What’s wrong with the term? 

The common complaint is simple: it sounds arrogant. Calling ourselves ‘worship leaders’ makes us sound like experts, as if we’re somehow better at worship than those we’re leading.  

 

Aren’t we?

Musically, it’s a fair point. It’s safe to say that those in the worship band should have the musical skill, confidence and sensitivity to lead others. Not everybody in the room will have the ability to do that, and some musicians do it better than others. 

 

So what’s wrong with being clear about the fact that we’re setting an example for people to follow?

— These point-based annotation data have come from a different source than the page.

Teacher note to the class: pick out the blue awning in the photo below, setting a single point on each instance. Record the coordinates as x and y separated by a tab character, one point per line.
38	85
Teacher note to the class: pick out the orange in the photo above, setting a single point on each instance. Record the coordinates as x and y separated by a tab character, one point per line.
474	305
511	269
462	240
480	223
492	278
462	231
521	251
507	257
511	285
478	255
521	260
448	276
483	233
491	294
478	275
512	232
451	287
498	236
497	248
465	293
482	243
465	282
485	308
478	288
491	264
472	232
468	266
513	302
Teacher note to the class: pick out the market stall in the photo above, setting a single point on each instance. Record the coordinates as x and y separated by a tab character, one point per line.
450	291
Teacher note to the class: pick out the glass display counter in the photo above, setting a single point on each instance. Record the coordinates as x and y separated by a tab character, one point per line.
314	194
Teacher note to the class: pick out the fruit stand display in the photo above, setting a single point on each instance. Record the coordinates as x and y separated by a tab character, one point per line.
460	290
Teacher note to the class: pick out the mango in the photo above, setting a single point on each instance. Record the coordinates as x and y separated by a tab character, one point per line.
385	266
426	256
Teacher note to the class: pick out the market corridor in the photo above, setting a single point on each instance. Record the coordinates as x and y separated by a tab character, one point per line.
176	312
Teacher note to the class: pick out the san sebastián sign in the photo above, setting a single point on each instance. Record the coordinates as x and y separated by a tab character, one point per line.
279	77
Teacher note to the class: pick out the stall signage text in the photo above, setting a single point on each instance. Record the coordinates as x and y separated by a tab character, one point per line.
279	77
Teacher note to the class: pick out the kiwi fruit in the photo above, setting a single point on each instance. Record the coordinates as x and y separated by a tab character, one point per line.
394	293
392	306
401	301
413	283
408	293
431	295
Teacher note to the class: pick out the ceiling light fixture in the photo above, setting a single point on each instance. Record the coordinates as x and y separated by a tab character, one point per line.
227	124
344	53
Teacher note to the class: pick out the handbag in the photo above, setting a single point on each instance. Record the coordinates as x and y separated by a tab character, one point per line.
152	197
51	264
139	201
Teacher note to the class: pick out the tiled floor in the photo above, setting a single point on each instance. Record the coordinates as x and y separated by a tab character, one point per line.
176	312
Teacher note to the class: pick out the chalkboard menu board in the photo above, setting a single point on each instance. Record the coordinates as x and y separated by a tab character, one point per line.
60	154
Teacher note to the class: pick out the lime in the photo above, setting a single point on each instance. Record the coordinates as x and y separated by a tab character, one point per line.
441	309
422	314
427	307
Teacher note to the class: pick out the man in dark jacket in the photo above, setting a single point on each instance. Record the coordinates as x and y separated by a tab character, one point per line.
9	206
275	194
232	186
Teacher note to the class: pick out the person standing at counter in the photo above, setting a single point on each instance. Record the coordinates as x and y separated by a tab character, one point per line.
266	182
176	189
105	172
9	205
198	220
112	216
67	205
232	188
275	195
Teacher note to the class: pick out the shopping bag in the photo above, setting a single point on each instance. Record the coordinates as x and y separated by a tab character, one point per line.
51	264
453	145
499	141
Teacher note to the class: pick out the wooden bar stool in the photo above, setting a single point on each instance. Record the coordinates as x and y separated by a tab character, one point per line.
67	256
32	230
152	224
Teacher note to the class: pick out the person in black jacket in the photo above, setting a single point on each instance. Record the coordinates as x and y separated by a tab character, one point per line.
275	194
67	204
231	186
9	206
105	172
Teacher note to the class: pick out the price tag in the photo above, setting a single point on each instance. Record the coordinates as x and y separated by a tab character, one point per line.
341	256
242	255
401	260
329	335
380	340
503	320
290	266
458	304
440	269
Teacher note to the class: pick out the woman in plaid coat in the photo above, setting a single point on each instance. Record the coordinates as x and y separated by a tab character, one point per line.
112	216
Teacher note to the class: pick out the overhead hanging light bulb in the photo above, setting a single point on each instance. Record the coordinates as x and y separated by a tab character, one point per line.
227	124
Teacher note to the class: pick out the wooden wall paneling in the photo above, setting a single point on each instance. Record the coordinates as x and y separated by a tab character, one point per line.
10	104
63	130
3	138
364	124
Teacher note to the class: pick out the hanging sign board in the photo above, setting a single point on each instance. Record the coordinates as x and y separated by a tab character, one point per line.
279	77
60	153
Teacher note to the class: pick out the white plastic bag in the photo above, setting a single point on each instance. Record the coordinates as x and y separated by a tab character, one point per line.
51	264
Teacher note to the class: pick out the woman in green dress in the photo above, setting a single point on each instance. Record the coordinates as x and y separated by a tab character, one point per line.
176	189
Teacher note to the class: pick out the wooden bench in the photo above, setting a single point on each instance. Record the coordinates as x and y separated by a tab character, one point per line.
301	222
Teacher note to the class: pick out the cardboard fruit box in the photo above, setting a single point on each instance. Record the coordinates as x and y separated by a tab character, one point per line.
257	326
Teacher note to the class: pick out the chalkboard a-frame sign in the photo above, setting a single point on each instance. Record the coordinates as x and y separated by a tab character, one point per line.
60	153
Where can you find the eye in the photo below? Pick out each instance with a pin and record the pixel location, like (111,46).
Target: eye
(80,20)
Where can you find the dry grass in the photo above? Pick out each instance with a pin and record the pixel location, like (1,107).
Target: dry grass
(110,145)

For some people, the rise of social media and the way that it appaears to have unleashed so much narcissism within us means that simple terms like ‘leader’ and ‘follower’ are currently pretty toxic. Add to that the fact that we’re in the middle of a boom time for the worship industry, and the waters are a little murky. As times it seems as though everybody wants to lead and few people want to serve. 

 

What’s the solution?

Redman and Giglio waved the flag for calling ourselves ‘Lead Worshippers’, but while the term managed to shift the emphasis from the authority of the Leader to the action of the Worshipper, to some it still sounded a little superior. 

What other options are there? Some go for Worship Curator, but does that sound a little pretentious? What about Worship Conductor? Worship Cultivator? Church Cheerleader? 

 

Is any of this relevant? 

Maybe you feel like tinkering with the name is only ever going to make superficial changes. Or perhaps you feel that names matter, and what we call ourselves determines what we become. Either way, what’s your take on it all?